As I was mindlessly perusing my facebook feed this week, I came across a bikini-clad Kate Upton floating weightless in microgravity. She was doing a photoshoot for Sports Illustrated and she looked marvelous, as always. [Insert recycled joke about body “literally defying gravity” - which was likely in the pitch to do the shoot in the first place].  A tip of the hat to ZeroG, because they are getting some great publicity out of this.

While this didn't actually take place in outer space, it’s definitely space-related, and it is part of the increasing trend of space and science news showing up from nontraditional outlets. I'm talking about everything from Bill Nye debating creationists and climate change-deniers, to Richard Branson’s suborbital flights for rich people, to the educational yet pithy posts from the "I Fucking Love Science" facebook page.

These are things that my friends who aren't trained as scientists or engineers are posting about.  These are things that regular people find interesting and worth sharing.

But this hasn't always been the case. What changed? Why are science topics no longer something that only PhDs actively participate in and find intrinsically interesting?

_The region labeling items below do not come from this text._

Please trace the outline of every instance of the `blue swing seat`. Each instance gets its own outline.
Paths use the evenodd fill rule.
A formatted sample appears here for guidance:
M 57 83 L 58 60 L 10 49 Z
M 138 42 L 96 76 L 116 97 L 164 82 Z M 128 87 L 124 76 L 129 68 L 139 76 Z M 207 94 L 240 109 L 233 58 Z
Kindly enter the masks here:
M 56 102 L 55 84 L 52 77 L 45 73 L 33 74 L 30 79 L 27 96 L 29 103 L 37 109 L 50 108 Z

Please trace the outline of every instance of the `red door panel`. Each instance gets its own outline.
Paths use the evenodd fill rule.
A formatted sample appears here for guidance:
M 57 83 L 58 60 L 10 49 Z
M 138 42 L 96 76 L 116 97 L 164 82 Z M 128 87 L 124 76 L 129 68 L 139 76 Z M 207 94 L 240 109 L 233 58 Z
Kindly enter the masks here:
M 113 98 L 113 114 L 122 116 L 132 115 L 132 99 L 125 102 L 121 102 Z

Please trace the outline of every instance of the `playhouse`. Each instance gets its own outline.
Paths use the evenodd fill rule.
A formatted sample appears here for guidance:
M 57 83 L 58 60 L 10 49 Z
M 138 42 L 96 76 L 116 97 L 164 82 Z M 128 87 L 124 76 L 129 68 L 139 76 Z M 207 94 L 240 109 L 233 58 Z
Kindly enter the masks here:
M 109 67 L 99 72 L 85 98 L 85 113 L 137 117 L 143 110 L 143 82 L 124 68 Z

I believe there are three main reasons why this has happened.

1. Technical Information Has Been Democratized


The first reason is due to the widespread nature of and ease of access to information. Everything is on the internet and most people (in the U.S.) now have many ways to access the internet. Scientific information is no longer kept solely in periodic journals that only scientists and engineers can understand (oh, hey Wikipedia!). This means that anyone can fact-check the nonsense you see online as long as you know how to be a critical reader. 

2.  Scientists and Engineers Learned How to Talk to Humans


The second reason is that we are getting better at communicating science and technology to laypeople. Being good at math and science has traditionally been a tradeoff for being able to talk to people. But today, platforms like the TED talk series and social media have forced scientists and techies to communicate their main points through attention-grabbing stories or in 140 characters or less. This trend of bite-sized science has made technical information easily digestible and shareable.

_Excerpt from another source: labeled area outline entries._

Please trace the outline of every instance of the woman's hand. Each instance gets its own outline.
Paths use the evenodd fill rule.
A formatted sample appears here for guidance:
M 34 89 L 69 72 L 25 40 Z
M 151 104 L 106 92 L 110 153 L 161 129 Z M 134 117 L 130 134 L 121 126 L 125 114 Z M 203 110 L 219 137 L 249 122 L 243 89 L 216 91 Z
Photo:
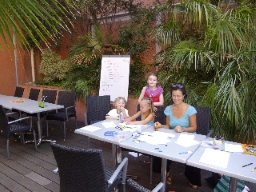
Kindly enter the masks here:
M 160 127 L 162 127 L 162 124 L 161 124 L 161 123 L 159 123 L 159 122 L 155 122 L 155 127 L 160 128 Z
M 184 128 L 181 127 L 180 125 L 176 126 L 176 127 L 174 128 L 174 130 L 175 130 L 177 133 L 182 133 L 182 132 L 184 132 Z

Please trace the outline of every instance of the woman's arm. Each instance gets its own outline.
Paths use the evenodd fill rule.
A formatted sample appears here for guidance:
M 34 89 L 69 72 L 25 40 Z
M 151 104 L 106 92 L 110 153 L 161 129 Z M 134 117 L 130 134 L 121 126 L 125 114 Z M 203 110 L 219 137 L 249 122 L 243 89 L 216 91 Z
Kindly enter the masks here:
M 161 94 L 159 96 L 159 102 L 154 102 L 154 106 L 162 106 L 162 105 L 164 105 L 164 96 L 163 96 L 163 94 Z
M 157 126 L 158 128 L 170 129 L 170 118 L 168 116 L 166 116 L 166 125 L 162 125 L 159 122 L 155 122 L 155 126 Z
M 176 126 L 174 128 L 174 130 L 176 132 L 188 132 L 188 133 L 193 133 L 196 132 L 196 114 L 193 114 L 189 117 L 189 127 L 188 128 L 184 128 L 181 126 Z
M 149 116 L 146 117 L 146 119 L 143 119 L 141 121 L 130 121 L 127 124 L 129 125 L 146 125 L 148 122 L 152 121 L 154 118 L 153 114 L 149 114 Z
M 147 87 L 143 87 L 142 90 L 141 90 L 141 93 L 140 93 L 140 97 L 138 99 L 138 102 L 140 103 L 141 100 L 144 98 L 144 95 L 145 95 L 145 92 L 146 92 L 146 88 Z
M 122 113 L 123 113 L 123 115 L 124 115 L 124 119 L 126 119 L 126 118 L 129 117 L 128 110 L 127 110 L 127 113 L 126 113 L 125 108 L 124 108 L 124 107 L 121 107 L 121 111 L 122 111 Z
M 117 117 L 110 116 L 110 115 L 106 115 L 105 118 L 106 118 L 106 119 L 115 119 L 115 120 L 118 120 L 118 119 L 119 119 L 119 118 L 117 118 Z
M 140 115 L 141 115 L 141 111 L 138 111 L 133 116 L 125 118 L 124 121 L 130 122 L 130 121 L 135 120 L 136 118 L 138 118 Z

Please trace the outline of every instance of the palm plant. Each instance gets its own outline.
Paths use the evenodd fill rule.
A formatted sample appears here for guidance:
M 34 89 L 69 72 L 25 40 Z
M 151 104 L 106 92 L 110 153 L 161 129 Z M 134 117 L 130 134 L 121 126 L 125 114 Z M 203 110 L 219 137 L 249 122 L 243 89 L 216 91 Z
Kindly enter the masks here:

3. Billionaires Started Pouring Money Into Their Childhood Dreams


The third reason science and space is becoming more mainstream is because billionaire entrepreneurs are now spending their fortune on space exploration. Previously, space exploration was so cost-prohibitive that only large governments could afford to do it. But now, we have the moguls behind PayPal & Tesla, Amazon, the Virgin empire, Google, and even the Budget Suites of America investing in space. This is a huge deal. Before, NASA had the keys to the golden gates of space and got to decide which lucky few were allowed in. Today, Angelina Jolie, Katy Perry, Ashton Kutcher, and Justin Bieber have all bought tickets to suborbital space.  Kate Upton is doing bikini shoots in microgravity. Over 1,000 people have signed up for a 1-way trip to Mars, and we have Space Hotels and asteroid mining on the horizon. Things are seriously getting ridiculous in the world of space right now.

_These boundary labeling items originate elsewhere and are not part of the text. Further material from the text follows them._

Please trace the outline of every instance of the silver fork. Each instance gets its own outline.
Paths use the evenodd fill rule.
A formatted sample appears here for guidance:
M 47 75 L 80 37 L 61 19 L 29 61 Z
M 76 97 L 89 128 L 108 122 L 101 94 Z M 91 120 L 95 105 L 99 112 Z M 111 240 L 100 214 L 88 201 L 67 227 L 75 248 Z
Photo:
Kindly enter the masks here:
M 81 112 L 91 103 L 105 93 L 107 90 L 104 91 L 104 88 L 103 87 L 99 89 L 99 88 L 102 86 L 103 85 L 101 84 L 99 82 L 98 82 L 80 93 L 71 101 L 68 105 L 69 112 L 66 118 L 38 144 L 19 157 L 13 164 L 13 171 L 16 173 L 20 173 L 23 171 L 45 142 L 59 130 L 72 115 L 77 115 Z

These three factors have given us (1) interesting/fun content to share, (2) creative platforms to share it on, and (3) relatively cheap and easy ways to access these platforms. Voilà! Science and space become accessible and fun again!

So, as we are producing our outer space show – this is our challenge.  We want our show to be fun, educational, and easy to understand.  In fact, we want it to be more than just a show.  We’re working to get it into classrooms and we've created a social marketing plan for each episode (if you have suggestions/ideas, be sure to let me know!). Space isn't just for kids or astronauts. It can be exciting and even – dare I say – understandable. We just need to tell the story in creative, digestible and shareable ways.